With Remender having claimed to have hated his high school days, there’s certainly an element of wish fulfilment in the opening chapter as Marcus calls out a shallow bully in a way Remender himself was incapable of at the time. However, that scene and its repercussions feed well into the bigger plot of the scarred thug who appeared at the end of Reagan Youth. Once it kicks into action the escalating pace is admirable, and artist Wes Craig really comes into his own in perpetuating the intensity of a sequence where everyone has to act on instinct. He cuts between scenes and characters, and the bangs, flashes and surprises make for a visceral read over the final two chapters. This time round the violence is far more graphic, and on occasions such as an eyeball popping panel definitely gratuitous, which is slightly disappointing given the restraint previously applied.
Deadly Class is one of a batch of 21st century crime graphic novels very deliberately set in the past, as cellphones pose such a narrative problem for writers.
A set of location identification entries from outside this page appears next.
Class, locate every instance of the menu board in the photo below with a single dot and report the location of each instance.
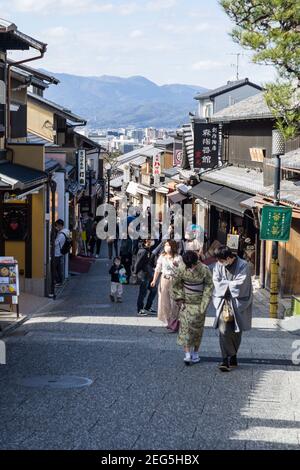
(9, 278)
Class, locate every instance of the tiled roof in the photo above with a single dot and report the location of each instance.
(19, 176)
(289, 192)
(225, 88)
(66, 113)
(9, 32)
(35, 139)
(254, 107)
(129, 156)
(242, 179)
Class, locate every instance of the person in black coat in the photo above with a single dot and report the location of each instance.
(144, 268)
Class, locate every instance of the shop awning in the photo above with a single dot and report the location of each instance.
(132, 188)
(144, 190)
(204, 190)
(27, 192)
(230, 200)
(20, 177)
(162, 190)
(222, 197)
(176, 197)
(249, 203)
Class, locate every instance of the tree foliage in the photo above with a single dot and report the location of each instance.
(271, 29)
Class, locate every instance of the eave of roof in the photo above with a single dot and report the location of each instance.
(224, 89)
(11, 31)
(60, 110)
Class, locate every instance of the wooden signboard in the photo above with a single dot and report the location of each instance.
(9, 282)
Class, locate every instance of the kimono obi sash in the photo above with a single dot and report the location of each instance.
(193, 287)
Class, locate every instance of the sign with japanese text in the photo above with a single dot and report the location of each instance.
(206, 145)
(276, 223)
(9, 278)
(81, 167)
(233, 241)
(157, 164)
(177, 154)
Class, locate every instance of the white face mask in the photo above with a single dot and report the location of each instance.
(226, 263)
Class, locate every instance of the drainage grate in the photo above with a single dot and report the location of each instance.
(56, 381)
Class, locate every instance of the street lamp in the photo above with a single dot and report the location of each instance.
(278, 149)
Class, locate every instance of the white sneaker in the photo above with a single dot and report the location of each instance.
(195, 358)
(187, 359)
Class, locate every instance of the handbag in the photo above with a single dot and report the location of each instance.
(227, 312)
(174, 325)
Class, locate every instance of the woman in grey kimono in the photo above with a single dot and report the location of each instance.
(192, 289)
(232, 299)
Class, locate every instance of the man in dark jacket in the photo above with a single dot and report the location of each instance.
(144, 268)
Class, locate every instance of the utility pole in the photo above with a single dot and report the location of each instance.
(237, 65)
(278, 149)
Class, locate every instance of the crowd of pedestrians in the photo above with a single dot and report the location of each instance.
(186, 281)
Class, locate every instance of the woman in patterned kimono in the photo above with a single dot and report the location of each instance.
(192, 289)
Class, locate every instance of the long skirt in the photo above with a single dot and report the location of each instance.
(167, 308)
(192, 321)
(229, 340)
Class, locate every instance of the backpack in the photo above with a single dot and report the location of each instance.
(122, 276)
(65, 249)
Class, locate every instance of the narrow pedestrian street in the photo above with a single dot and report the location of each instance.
(142, 396)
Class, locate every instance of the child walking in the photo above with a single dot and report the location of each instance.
(118, 278)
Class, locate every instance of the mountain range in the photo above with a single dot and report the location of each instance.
(113, 102)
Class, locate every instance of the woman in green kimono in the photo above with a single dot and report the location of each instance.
(192, 289)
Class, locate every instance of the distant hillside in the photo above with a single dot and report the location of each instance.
(117, 102)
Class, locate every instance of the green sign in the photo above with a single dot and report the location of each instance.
(276, 223)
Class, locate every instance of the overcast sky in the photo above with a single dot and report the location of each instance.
(167, 41)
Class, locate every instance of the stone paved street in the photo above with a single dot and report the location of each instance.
(142, 395)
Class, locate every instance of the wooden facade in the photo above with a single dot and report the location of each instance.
(240, 136)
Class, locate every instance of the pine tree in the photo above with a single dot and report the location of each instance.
(271, 29)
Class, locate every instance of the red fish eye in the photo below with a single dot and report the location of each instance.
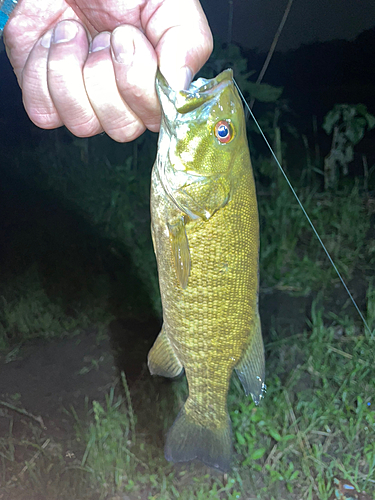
(223, 131)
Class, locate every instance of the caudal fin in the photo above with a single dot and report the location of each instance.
(187, 440)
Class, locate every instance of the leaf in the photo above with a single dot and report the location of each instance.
(240, 439)
(257, 454)
(276, 436)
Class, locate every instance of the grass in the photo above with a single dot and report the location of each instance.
(316, 424)
(314, 428)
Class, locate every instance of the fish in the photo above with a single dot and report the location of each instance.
(205, 232)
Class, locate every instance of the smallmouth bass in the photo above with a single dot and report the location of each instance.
(205, 231)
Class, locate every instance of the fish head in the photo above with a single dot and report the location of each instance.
(203, 128)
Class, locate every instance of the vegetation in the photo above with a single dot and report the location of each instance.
(315, 428)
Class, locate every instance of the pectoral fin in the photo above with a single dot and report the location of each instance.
(162, 359)
(250, 369)
(180, 250)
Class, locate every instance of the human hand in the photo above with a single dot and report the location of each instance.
(91, 64)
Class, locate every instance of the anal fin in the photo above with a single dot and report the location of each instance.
(250, 368)
(162, 360)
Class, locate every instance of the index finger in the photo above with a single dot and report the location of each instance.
(179, 32)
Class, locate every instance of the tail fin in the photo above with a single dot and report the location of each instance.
(187, 440)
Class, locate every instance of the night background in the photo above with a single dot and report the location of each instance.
(79, 300)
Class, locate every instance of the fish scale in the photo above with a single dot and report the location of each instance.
(206, 238)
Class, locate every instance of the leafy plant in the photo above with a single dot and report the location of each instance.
(348, 125)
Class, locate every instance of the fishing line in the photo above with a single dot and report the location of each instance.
(303, 210)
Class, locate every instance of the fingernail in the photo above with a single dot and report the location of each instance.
(64, 32)
(101, 41)
(122, 50)
(46, 40)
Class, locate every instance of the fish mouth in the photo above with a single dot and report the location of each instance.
(200, 91)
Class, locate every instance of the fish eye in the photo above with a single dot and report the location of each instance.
(224, 132)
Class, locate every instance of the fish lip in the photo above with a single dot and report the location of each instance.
(200, 91)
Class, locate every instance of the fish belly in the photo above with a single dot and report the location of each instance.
(207, 327)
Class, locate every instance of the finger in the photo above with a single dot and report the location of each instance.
(179, 31)
(36, 97)
(116, 117)
(67, 56)
(135, 65)
(30, 20)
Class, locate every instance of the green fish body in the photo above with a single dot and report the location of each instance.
(205, 232)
Too many plot elements just wouldn’t work with the options a cellphone provides, and we all want a better story. Much of Kids of the Black Hole is excellent, but as a sustained story it doesn’t match Reagan Youth. With the story told, it might be assumed that a brief contemplation is in order before heading to The Snake Pit, but Remender supplies a brilliant punch to the gut ending, and you’re going to want to read it immediately.
If you like this enough, it’s also combined with Reagan Youth and The Snake Pit in the oversized hardcover Noise, Noise, Noise.